Pour un premier Point & Click, Inklingwood Studios réalise un très beau travail. Visuellement, Foolish Mortals propose une 2D dessinée très propre, avec un style cartoon sérieux, presque bande dessinée. C’est beau, extrêmement détaillé, mais reste à mon goût un peu trop lisse. Même si certains écrans sont tout de même plus macabres. Au niveau des animations, comme c’est souvent le cas dans le genre, elles sont un peu raides, mais font plutôt le travail dans l’ensemble.





Eh, dit, Murphy

Bien que je mentionne Broken Sword en introduction, on pense davantage à The Secret of Monkey Island et à son personnage mythique Guybrush Threepwood à travers Murphy. C’est un personnage naïf et gentil, qui ressemble au final plus à un héros de Disney d’antan. Bien que, comparé à Guybrush, ce Murphy manque de charisme, ou plutôt de potentiel comique.
Et c’est d’ailleurs aussi le cas pour le ton global, bien plus proche du conte d’Halloween pour la jeunesse que d’un véritable récit horrifique. Notez bien que ce n’est pas une critique, mais plus une précision pour que vous puissiez savoir où vous mettez les pieds. Néanmoins, côté humour aussi, on restera un bon cran en dessous des cadors du genre, à quelques exceptions près. J’ai notamment en tête une conversation hilarante avec une jeune fille qui ne mâche pas ses mots.
Comme son nom l’indique, et étant dans un Point & Click, notre héros devra faire face à la fameuse loi de Murphy et résoudre tout un tas d’énigmes afin de surmonter les obstacles sur la route de ses objectifs.

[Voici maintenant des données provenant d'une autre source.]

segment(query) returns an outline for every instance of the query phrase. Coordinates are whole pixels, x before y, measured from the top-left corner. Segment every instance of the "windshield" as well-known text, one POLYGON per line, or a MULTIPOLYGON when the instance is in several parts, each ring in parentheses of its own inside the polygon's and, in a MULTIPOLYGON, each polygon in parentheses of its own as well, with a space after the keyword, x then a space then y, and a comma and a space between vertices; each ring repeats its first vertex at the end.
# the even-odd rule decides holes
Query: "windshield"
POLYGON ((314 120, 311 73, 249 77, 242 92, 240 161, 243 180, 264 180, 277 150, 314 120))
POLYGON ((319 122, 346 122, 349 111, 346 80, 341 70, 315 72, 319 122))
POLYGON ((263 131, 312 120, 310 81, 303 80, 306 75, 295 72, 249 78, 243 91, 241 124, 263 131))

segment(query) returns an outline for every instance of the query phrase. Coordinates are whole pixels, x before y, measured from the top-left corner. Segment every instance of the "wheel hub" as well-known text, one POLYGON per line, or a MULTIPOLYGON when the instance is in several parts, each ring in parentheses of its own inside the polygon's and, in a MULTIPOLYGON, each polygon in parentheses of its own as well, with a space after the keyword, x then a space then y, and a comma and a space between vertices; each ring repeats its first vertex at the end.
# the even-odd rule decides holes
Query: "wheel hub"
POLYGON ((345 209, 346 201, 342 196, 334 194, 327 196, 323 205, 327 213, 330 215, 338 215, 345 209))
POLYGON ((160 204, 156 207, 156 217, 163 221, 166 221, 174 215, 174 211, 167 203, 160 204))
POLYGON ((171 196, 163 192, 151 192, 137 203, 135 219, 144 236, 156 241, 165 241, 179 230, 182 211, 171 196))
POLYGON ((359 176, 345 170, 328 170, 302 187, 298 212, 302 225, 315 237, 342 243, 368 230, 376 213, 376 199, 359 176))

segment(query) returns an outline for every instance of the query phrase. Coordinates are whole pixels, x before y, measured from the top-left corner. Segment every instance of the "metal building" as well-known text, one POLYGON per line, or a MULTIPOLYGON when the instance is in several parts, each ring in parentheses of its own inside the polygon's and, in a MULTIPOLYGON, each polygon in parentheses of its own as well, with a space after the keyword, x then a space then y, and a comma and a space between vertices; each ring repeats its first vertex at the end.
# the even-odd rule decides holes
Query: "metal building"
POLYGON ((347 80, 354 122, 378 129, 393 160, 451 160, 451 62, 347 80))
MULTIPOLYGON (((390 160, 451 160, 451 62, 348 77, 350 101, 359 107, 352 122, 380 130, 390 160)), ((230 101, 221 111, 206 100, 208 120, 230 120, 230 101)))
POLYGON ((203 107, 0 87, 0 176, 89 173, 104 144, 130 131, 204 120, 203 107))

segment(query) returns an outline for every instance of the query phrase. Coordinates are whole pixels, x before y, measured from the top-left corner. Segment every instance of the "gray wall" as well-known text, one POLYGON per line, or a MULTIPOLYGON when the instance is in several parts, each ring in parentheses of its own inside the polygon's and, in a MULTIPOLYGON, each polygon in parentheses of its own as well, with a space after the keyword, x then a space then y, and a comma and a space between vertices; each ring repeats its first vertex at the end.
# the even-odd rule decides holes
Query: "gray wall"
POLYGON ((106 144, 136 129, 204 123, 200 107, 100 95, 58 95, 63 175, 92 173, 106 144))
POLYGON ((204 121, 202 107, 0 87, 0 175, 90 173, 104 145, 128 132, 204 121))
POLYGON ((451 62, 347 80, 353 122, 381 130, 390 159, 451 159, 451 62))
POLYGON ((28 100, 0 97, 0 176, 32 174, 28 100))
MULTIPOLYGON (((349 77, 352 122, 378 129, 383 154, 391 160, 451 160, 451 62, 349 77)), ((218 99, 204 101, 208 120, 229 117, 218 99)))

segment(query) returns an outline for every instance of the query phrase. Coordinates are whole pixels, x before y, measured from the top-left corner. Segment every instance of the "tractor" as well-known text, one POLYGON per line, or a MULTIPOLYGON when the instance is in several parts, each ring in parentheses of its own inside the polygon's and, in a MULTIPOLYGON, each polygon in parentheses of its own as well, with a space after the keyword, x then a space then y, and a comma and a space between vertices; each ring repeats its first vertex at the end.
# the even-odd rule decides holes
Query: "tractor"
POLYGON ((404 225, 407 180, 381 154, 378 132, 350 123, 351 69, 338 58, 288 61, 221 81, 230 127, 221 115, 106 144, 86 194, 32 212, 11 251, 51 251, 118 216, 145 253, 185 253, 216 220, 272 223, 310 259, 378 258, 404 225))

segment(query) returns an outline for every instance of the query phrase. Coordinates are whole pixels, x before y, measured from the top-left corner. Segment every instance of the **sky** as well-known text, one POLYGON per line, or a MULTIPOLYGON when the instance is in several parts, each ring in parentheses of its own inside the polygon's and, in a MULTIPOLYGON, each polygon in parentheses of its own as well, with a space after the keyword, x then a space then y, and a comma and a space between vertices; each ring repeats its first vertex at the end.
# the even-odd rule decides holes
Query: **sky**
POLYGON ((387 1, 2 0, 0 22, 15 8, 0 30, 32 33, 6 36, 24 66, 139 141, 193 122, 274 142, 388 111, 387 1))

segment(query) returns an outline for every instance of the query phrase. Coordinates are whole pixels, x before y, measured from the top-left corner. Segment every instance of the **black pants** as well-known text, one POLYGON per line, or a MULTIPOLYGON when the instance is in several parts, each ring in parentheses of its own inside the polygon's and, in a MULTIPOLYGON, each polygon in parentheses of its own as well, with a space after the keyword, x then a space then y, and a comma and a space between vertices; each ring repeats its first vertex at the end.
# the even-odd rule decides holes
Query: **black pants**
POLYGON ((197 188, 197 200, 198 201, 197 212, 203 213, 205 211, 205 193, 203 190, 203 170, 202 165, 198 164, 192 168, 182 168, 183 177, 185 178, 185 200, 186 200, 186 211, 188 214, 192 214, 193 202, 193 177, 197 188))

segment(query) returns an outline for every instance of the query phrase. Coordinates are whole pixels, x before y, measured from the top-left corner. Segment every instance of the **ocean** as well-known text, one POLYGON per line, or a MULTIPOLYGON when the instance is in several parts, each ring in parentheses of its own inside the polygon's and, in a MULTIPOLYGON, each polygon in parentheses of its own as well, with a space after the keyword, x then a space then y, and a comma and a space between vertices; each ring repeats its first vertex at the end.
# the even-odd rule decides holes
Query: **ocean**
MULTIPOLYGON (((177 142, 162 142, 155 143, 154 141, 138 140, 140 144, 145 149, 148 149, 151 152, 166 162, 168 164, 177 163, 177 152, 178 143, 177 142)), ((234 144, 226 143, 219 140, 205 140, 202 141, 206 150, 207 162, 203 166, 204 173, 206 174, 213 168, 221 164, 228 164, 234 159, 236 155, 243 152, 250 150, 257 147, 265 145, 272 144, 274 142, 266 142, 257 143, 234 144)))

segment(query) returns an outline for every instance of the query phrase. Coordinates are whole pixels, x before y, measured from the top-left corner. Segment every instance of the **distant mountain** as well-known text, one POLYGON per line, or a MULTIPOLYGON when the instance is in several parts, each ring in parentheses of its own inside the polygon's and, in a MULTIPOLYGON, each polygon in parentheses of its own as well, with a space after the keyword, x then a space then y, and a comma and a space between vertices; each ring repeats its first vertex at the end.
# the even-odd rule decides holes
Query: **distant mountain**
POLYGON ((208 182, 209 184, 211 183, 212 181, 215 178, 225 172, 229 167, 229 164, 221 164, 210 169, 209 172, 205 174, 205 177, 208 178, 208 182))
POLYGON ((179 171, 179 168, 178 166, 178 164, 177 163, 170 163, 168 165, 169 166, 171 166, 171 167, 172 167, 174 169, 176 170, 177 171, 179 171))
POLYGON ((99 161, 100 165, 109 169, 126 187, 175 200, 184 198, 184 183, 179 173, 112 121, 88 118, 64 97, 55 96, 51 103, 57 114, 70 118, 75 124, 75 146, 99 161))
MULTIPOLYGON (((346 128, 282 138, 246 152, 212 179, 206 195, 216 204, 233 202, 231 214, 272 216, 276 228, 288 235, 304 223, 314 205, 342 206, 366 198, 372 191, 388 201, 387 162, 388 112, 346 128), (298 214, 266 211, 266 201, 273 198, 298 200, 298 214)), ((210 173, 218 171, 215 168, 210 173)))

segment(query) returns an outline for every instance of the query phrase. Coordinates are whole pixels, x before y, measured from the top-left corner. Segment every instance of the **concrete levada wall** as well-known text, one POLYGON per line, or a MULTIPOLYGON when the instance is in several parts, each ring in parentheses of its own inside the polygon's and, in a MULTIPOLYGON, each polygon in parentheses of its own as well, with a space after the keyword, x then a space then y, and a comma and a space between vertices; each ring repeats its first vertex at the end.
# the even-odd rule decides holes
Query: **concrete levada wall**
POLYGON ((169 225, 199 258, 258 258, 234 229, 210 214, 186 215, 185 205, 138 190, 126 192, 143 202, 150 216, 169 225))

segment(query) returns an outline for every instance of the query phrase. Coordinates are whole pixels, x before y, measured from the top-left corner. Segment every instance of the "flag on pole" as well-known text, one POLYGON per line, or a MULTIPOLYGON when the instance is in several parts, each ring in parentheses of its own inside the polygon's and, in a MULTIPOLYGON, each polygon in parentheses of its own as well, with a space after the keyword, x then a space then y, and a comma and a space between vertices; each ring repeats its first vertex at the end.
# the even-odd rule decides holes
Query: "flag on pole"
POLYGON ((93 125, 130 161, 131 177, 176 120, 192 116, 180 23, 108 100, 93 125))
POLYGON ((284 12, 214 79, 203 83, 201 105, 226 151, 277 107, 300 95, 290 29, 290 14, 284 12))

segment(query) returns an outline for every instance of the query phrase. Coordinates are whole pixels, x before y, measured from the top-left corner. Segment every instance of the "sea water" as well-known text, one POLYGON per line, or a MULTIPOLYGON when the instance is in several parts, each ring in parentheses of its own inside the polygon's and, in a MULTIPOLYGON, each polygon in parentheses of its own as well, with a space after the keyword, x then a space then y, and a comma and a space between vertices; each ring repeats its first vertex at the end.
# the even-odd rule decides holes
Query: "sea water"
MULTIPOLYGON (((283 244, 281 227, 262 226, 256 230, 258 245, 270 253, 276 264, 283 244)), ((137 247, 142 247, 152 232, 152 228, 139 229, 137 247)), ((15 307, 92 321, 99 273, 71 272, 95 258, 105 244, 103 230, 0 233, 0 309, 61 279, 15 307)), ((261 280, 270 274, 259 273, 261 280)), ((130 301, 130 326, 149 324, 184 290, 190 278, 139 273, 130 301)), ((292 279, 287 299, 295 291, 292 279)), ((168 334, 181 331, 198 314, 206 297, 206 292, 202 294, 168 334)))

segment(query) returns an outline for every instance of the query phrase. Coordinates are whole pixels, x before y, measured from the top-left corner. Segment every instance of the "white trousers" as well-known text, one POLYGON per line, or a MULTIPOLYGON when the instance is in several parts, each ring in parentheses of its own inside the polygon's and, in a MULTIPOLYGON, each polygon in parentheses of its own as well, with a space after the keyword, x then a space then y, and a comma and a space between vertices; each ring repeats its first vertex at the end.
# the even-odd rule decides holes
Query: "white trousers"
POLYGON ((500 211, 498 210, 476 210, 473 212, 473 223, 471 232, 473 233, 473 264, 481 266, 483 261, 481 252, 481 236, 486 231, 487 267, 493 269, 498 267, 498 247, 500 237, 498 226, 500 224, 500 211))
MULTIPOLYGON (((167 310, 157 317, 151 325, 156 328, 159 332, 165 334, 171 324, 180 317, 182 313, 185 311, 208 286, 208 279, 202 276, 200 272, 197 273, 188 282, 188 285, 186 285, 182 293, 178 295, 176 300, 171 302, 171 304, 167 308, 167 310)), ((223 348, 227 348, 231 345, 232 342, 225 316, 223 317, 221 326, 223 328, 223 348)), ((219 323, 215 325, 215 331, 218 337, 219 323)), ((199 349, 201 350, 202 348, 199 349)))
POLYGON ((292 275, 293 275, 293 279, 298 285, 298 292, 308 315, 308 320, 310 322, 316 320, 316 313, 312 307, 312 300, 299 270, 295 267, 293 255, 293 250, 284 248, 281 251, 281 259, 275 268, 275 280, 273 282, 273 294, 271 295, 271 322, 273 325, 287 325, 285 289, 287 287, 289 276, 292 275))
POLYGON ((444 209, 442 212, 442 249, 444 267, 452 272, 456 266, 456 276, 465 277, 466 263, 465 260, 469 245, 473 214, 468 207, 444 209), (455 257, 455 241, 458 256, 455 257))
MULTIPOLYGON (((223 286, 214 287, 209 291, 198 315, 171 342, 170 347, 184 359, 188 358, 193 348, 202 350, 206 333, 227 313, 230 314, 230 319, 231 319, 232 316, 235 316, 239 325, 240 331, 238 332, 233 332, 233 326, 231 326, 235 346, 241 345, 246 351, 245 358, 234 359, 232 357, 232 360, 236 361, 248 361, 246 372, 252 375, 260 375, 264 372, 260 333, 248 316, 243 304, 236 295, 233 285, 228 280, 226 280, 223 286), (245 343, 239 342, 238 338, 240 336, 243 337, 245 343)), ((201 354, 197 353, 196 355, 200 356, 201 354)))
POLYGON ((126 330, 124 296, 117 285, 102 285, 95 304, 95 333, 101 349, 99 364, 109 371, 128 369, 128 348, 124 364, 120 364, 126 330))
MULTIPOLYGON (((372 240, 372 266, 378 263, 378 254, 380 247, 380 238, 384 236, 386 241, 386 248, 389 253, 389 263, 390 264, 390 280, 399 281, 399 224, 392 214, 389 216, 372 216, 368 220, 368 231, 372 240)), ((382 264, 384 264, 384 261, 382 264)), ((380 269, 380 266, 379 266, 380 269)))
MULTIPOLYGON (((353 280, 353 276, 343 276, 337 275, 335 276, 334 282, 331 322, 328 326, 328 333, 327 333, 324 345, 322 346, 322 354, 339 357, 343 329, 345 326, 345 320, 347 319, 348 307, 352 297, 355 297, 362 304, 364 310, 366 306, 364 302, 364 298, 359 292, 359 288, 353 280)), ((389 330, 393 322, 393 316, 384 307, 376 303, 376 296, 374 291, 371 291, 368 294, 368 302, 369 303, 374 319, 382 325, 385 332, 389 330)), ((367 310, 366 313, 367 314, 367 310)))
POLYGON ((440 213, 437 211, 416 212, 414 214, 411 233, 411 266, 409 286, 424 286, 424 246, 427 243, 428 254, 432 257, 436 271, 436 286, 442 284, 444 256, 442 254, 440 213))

Rien de très nouveau ici. Le jeu fait cependant l’effort de bien rythmer la difficulté en ouvrant petit à petit les environnements visitables. On arrivera assez vite sur une aire de jeu assez vaste où des objets et des interactions de plusieurs écrans seront nécessaires pour résoudre les énigmes qui se dressent devant vous. Quelques puzzles pourront s’avérer un brin frustrants, principalement lorsque certaines réponses, événements ou actions de personnages changent ou se déclenchent de façon parfois très arbitraire, en fonction de ce que vous avez fait ou visité au préalable. La mécanique est souvent assez obtuse, et fait qu’on se retrouve bloqué à certains moments, simplement parce qu’on ne pense pas à refaire la même action ou reposer la même question puisqu’elles n’avaient jusque-là donné aucun résultat. Un problème connu et récurrent propre au genre, qui n’a malheureusement pas pu être évité dans Foolish Mortals.
Un exemple parlant, alors que l’on veut récupérer un parapluie, la propriétaire de l’objet refuse de nous le laisser car elle “ne voit pas de pluie par la fenêtre”, ce qui fait tout de suite germer l’idée dans notre cerveau malade de vétéran du genre, l’idée qu’il faudra trouver un moyen de faire pleuvoir ou de simuler une pluie à la fenêtre. Eh bien, pas du tout. Il suffit de revenir plus tard après certaines actions qui n’ont absolument rien à voir avec la choucroute (expression alsacienne) et retenter pour qu’elle accepte, alors qu’il ne pleut toujours pas… Heureusement que ce n’est pas le cas majoritairement, mais j’ai pu noter 5-6 occurrences de ce style.


J’ai aussi eu le droit à quelques retours Windows, ce qui est assez rare dans ce type de jeu, mais il est fort probable que ça soit dû à la version pré-sortie sur laquelle j’ai réalisé mon test, et il y a des sauvegardes automatiques fréquentes.